If winning awards helps promote New Zealand overseas, Auckland firm Alt Group should be well rewarded for their efforts.
The design firm scooped an impressive 55 local and international gongs last year alone - better than one a week - and has been shoulder-tapped for a rare international prize to be announced in New York this month.
Alt Group co-founders Ben Corban and Dean Poole say entering competitions is an important benchmarking exercise to promote New Zealand design internationally and raise the country's profile in the design world.
"We've seen press releases for awards saying, 'We have entries from as far away as New Zealand'," laughs Corban.
The 8-year-old company is now focusing on exporting its creativity and has already had experience dealing with some of the bigger corporate names in the US. Its biggest job to date is working on a project for Fortune 500 furniture company Kimball International's office division. Alt worked with New Zealand office furniture maker Formway on the branding and communication strategy of Formway's office workstation concept for Kimball, called Hum.
Alt ended up with so much extra material that last year it published a book on the design story of the concept and was shortlisted for an editorial award at last month's Design Week Awards in Britain.
Finding similar opportunities is not easy in a recession, but Corban and Poole are optimistic.
"We've always seen uncertainty as an opportunity for creativity," says Poole.
When they set up the company in 2000 with co-founders Aaron Edwards and Toby Curnow, they followed management guru Tom Peters' advice about "taking the stuff nobody wants to do and building on it", says Poole.
The four met at Auckland's Elam art school but it wasn't until Poole and Corban, working and studying in London at the time, talked about setting up an "ideas company" that Alt Group was born.
It was the 1990s and British art had "exploded", says Corban, and artists such as Damien Hirst (of the dissected shark in a tank and the diamond-encrusted skull fame) were making big money by selling direct to the public.
The pair returned to New Zealand, reunited with filmmaker Edwards and 3D design specialist Curnow and began working with one computer from a studio in the Auckland suburb of Kingsland.
Like most start-ups, they found it hard to get their name known.
"We just sat around waiting for the phone to ring and it didn't ring," says Corban.
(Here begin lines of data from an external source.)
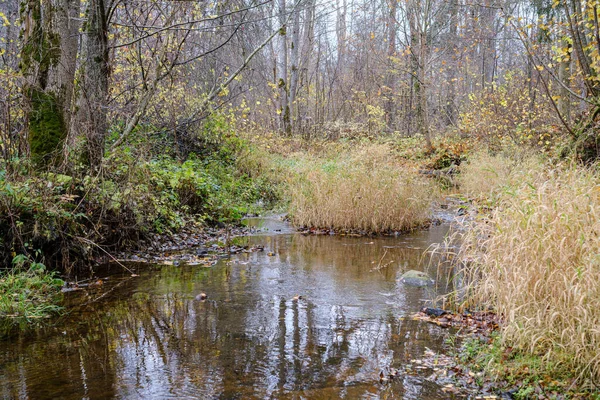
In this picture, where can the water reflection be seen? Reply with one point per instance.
(148, 337)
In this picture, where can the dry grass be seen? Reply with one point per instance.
(536, 261)
(364, 189)
(486, 177)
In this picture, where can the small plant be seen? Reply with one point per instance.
(362, 189)
(28, 291)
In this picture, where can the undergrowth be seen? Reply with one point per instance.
(70, 216)
(28, 291)
(534, 261)
(363, 188)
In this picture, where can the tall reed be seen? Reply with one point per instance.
(536, 262)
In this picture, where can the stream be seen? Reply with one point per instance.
(310, 317)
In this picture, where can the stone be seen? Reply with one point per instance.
(416, 278)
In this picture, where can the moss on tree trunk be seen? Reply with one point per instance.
(47, 129)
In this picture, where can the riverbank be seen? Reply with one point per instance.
(527, 244)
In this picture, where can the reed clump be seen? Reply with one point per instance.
(364, 189)
(485, 177)
(536, 262)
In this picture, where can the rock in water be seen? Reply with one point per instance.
(416, 278)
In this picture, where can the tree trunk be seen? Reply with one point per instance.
(284, 107)
(390, 78)
(453, 64)
(96, 82)
(295, 73)
(48, 60)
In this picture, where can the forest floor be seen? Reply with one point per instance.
(529, 211)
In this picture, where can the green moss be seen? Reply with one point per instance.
(47, 129)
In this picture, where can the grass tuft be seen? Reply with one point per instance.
(536, 262)
(362, 189)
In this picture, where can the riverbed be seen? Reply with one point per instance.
(308, 317)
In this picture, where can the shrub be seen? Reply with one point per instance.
(535, 262)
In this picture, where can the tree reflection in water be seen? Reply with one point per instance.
(150, 338)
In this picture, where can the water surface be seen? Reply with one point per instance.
(253, 338)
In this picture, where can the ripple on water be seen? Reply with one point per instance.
(313, 321)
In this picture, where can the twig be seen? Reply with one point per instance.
(107, 253)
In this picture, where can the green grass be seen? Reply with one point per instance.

"That drove us to take the long and hard road. The simplest way to build a firm is to work in the industry and get experience and contacts first, but we had to build everything from scratch."
And scratch they did, not paying themselves for several years and "living on a sack of rice".
None of the four had business experience and although they hired an accountant chairman, and board members to keep the business running smoothly, they learned from trial and error about things such as the importance of drawing up contracts for every project.
They also had to refine their too-broad offerings which included sound design, something Poole says the market wasn't ready for.
The company is now divided into four specialist areas: design strategy, graphic design, interactive design and environmental design, which includes 3D projects.
Family and friends provided the contacts and projects for the early jobs, but the company's diverse client list now includes Mighty River Power, Black Grace dance company, law firm Bell Gully and Australasian architects Architectus.
Alt's first major contract - still ongoing five years later - was to promote New Zealand Trade & Enterprise's Better By Design programme, encouraging businesses to naturally incorporate design in their methods and processes. NZTE has since used Alt for more campaigns, for which the company has won further awards, including the prestigious Australian Graphic Design Pinnacle award which Alt won last year for the second year running.
The company works hard at forming long-lasting relationships, says Corban, and a couple of early customers such as fashion designer Karen Walker and airport transporter Super Shuttle are still on Alt's books. Designers work directly with clients, rather than have an account manager passing on information.
The firm now has 17 staff and works from an airy two-storey studio in Ponsonby. The centre is taken up by a kitchen, from which a cooked lunch is produced and shared most days - a chance to share ideas, says Corban, and the smell of roast lamb is a "great motivation".
When recruiting, Poole and Corban look for "T-shaped" people - those with a broad spectrum of skills but a deep specialisation in one area - and have employed people with pure marketing, writing, technology or academic backgrounds.
Customers appreciate the company's diversity. Hawkes Bay's Ngatarawa Wines had been working with Alt Group for several years (Corban is a member of the West Auckland Corban winemaking family and has contacts in the industry) before deciding a new business model was needed.
The winery wanted to extend its distribution methods and had an idea about setting up a label sold online, says Farmgate manager John Mackinder, who also contracts to Ngatarawa in sales and marketing.
Alt Group came up with the name and concept of Farmgate, a domestic-only label based on the slow food movement and the trend towards local farmers' markets. Pictures of local producers are used on the labels; the local cherry grower on the bottle of merlot, a local fisherman on the pinot gris, and the wine is sold through selected retailers and distributors of local produce, as well as online.
The idea was a change for Ngatarawa which had previously only used traditional marketing and retailing methods, but the board were "very good" about it, says Mackinder, and he wouldn't do anything differently.
The company released seven wines last year, three more are planned for this year and sales are growing, he says.
Alt Group also aims to continue growing, says Corban. "Ultimately we want to build a resilient business that lasts beyond its founders, that can be perpetuated. If you get beyond first generation, you're doing quite well in New Zealand."